Just so he could, before completely turning to stone, leave enough money for Lola and the children to survive, letting them escape poverty, giving the children perhaps a chance at proper education instead of bearing the double disgrace of bankrupt nobility and "stone-man" descendants.

"What... supreme irony..."

He self-mockingly twitched the corner of his mouth, disturbing dried mud patches on his face, then struggled to sit up, leaning against a massive dead tree emitting decay.

Looking around, dense canopies blocked most of the sky, casting dappled, eerie light patterns.

The air was so humid you could wring water from it, mixed with rotting plants, fermenting sludge, and the faint sweet-rotten scent of some animal carcass—utterly nauseating.

Silence, a silence full of watchfulness, enveloped everything, with only occasional unknown insects emitting short, sharp chirps.

Even if he'd luckily escaped the lizardfolk tribe's conflict, losing his way forced him to flee in disarray here.

His once decent merchant coat was torn to shreds, covered in mud and dark brown stains.

Expensive leather boots were stuck in muck, one already missing.

He felt at his waist—the pouch holding his hoped-for money was still there, but only a few cold silver coins and coppers remained inside.

As for the pack animal cart loaded with grain and salt?

Long gone.

Those damned, demon-worshipping gray-scale bastards!

And now, that fear was playing out vividly in his own body.

Those veteran Ironboot Town adventurers he hired, who usually boasted extravagantly, were torn apart like paper under those corrupted monsters' sharp claws!

Piercing screams, dull sounds of shattering bones, the feeling of warm blood splashing on his face... and those pairs of turbid, insane, utterly unreasonable dark red eyes!

Fear coiled around his heart like an icy serpent.

How did he escape?

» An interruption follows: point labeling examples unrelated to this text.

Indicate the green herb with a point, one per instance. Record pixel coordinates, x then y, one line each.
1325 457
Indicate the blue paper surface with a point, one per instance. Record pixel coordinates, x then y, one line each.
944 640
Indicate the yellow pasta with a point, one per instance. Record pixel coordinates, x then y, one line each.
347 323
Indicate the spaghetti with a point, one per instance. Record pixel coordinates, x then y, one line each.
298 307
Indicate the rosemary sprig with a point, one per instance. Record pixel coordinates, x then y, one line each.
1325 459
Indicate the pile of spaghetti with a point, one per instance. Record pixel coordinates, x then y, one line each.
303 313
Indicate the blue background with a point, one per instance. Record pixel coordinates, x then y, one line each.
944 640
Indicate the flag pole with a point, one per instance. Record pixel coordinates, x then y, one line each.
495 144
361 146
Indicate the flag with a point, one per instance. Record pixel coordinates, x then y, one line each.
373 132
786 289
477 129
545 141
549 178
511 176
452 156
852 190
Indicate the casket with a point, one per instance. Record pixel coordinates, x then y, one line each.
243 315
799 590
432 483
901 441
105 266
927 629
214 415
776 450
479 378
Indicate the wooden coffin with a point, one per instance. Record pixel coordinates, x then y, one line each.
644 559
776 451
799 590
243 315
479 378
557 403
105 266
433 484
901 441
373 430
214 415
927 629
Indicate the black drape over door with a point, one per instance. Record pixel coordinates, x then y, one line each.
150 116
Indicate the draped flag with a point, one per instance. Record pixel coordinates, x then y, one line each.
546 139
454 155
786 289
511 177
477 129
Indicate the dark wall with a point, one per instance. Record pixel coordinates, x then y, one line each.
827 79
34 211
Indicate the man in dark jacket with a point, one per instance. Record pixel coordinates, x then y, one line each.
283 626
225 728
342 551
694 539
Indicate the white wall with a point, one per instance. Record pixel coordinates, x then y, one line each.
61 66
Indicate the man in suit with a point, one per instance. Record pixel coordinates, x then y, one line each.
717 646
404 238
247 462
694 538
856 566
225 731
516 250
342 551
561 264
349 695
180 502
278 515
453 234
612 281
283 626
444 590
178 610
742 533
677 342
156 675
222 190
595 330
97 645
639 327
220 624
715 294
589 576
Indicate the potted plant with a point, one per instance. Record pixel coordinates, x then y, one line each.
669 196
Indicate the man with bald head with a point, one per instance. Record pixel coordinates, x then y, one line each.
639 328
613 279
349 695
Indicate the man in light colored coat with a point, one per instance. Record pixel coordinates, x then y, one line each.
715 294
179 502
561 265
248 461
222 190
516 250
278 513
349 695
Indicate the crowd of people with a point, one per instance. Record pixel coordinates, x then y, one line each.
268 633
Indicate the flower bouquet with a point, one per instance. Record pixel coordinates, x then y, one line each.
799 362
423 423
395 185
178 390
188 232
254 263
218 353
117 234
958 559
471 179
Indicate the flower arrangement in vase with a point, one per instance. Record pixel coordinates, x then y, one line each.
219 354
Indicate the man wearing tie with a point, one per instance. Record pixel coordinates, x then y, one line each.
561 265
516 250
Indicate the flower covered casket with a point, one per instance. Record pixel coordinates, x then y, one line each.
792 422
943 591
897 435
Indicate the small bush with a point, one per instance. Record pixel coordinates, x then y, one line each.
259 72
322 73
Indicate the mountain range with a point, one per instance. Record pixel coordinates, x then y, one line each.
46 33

He couldn't remember clearly.

Only recalled the guard captain shoving him before dying, roaring "Run!"

Then, relying on a warrior's residual instincts, he scrambled and stumbled into this even deadlier dense forest.

The rainstorm... right, that damned, world-drowning rainstorm lasting two days!

The rain was biting cold, washing away bloodstains but bringing bone-chilling cold and agonizing pain that nearly paralyzed him—every time the petrification disease accelerated its erosion during magically active rainy days.

He moved like a walking corpse, trudging through mud and despair, finally collapsing here exhausted, surprisingly undetected and uneaten by the Magical Creatures in the forest.

Probably even those monsters found a "thing" reeking of death and stone utterly unappealing?

Two days... he'd been lost like a headless fly for two days in this damned, green-skinned brute and unknown danger-filled swamp forest!

"Cardos be merciful..."

Even if he'd luckily escaped the Lizardfolk tribe's conflict, losing his way forced him to flee in disarray here.

Groping around, he pulled a barely intact dagger from his torn coat's inner lining.

The cold metal touch offered a minuscule sense of security.

He had to find a way out, find direction back to Ironboot Town, or... find any possible chance of survival.

For Lola, for the children, he couldn't die here, becoming an unclaimed pile of bones in the swamp... or stone.

He disgustedly spat out the muddy taste in his mouth, struggling to stand, when he heard prey's dying cries from hunting in the dark woods.

Those damned scaled beasts again!

Arno cursed aloud, but inside he was utterly terrified. Panic-stricken, he picked a direction at random, entrusting his fate to the god of luck, and plunged headlong into the dark woods.